CULTURE

“The pleasure we derive from journeys is perhaps dependent more on the mindset with which we travel than on the destination we travel to.

Alain de Botton.

Considering its size of 283,560 km², Ecuador is the most biodiverse country on the planet. However, it is not only its gigantic volcanoes, the thick jungle, the richness of its coastline or the Galapagos Islands in the Pacific that are important to highlight. This country has a colonial charm that has always been accompanied by the multiculturalism of its people. A population that moderates heritage, that forms and transforms, that creates and recreates, that founds and re-founds the memory of the environment in which it lives.

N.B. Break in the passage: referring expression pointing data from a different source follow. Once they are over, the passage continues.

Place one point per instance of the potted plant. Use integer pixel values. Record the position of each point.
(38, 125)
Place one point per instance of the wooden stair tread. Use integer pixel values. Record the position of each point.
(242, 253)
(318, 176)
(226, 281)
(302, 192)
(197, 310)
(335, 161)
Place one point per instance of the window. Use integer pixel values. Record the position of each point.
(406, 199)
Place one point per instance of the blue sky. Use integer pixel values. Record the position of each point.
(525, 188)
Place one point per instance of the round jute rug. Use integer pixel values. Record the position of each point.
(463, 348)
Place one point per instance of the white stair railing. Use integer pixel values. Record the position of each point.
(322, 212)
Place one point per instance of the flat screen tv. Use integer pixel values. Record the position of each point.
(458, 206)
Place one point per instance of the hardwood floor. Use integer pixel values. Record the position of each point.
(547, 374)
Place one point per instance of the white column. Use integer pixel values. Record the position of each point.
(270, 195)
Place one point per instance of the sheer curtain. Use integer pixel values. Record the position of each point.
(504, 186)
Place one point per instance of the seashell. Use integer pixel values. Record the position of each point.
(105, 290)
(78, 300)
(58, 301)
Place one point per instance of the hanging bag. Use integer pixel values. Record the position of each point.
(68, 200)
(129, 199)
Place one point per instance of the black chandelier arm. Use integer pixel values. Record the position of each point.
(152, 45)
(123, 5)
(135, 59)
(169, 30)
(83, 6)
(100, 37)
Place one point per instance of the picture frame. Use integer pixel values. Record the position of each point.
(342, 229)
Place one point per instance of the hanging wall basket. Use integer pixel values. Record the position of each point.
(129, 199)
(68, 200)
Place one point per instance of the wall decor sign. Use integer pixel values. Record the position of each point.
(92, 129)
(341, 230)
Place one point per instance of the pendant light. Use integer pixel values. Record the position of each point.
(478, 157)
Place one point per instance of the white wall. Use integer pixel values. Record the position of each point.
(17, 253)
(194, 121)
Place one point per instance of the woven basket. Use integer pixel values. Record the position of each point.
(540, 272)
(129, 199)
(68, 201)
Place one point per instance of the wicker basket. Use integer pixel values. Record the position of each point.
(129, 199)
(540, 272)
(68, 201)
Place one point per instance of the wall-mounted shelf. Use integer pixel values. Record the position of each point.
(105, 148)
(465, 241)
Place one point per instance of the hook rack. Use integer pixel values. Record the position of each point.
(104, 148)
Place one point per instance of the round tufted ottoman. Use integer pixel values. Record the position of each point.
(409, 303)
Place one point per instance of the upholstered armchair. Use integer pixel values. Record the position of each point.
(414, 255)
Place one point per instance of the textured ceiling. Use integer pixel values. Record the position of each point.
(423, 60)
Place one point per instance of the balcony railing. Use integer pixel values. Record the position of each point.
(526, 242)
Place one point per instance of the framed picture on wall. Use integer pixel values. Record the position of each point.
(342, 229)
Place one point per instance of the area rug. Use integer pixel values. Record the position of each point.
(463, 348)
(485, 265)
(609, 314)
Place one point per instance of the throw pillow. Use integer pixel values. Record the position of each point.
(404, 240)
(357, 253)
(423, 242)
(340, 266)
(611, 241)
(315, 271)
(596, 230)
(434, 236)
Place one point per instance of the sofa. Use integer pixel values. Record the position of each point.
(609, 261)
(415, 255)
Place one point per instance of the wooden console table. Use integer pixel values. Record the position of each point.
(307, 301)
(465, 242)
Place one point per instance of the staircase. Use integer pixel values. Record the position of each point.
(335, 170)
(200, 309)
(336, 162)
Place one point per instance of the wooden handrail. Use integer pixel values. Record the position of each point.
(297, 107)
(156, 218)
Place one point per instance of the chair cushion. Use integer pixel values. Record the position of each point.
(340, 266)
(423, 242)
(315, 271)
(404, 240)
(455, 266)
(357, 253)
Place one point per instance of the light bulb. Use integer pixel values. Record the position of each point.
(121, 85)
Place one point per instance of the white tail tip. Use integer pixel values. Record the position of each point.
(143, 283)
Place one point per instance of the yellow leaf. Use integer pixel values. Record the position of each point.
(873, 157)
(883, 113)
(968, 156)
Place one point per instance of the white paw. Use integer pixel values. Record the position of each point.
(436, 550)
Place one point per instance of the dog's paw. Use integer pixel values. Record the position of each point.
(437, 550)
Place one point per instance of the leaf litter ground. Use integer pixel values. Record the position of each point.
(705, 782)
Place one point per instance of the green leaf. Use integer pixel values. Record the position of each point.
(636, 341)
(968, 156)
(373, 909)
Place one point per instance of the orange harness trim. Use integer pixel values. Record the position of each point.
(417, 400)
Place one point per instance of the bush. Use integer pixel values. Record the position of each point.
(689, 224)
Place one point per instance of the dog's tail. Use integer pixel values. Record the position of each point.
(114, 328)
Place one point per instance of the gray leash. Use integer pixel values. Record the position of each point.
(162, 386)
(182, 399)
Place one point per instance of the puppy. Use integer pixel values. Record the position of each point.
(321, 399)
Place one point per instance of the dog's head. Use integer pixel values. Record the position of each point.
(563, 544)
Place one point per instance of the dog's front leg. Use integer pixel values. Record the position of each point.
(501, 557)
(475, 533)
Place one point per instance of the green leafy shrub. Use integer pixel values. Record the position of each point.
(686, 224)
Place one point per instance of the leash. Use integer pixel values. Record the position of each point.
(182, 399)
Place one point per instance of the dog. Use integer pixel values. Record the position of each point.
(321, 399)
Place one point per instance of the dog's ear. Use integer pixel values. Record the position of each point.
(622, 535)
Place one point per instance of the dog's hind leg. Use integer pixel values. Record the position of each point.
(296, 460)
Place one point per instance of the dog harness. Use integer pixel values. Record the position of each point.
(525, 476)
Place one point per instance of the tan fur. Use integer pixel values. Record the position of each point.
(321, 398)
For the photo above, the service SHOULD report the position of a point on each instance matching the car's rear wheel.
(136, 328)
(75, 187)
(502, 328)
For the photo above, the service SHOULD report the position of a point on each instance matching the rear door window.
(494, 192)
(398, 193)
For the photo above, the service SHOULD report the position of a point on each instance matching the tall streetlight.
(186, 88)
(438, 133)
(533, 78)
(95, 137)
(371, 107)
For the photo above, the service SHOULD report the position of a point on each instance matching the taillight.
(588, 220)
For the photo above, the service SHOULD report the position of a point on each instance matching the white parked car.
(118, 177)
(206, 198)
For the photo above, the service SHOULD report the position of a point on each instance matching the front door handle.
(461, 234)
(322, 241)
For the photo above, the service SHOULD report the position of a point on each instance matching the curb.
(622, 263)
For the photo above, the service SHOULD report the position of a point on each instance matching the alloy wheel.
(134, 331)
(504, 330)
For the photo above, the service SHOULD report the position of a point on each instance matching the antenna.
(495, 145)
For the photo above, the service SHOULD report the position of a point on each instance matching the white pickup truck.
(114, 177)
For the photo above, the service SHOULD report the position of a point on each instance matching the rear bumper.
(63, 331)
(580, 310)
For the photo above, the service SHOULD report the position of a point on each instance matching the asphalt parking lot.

A richness evident in its population that reaffirms its Inca, Mestizo, Montubio and American Indian origins, a diverse cultural identity that never goes unnoticed by visitors arriving in these lands profoundly privileged by human and geographical diversity.

Many societies strive to bridge the contrast between modernity and tradition. In Ecuador, however, this contrast is embraced. Twelve thousand years ago, the lands that today make up the country were inhabited by indigenous peoples who developed under a profound agricultural culture. Later, the Spaniards arrived in America, who, with their European culture, influenced the native American culture. Thus, with them came Spanish, Christianity, ways of life and customs, values and prejudices that gave rise to miscegenation.

However, cultural integration is more than just an awareness of the country’s origins. Cultural heritage constitutes a part of the tangible and intangible charm that provides an authentic testimony of the history that identifies Ecuador. And we can still find it present throughout the country in its various manifestations, from the coastal lowlands, through the heart of the Andean Cordillera, to the Amazon where the ancestral roots are still present.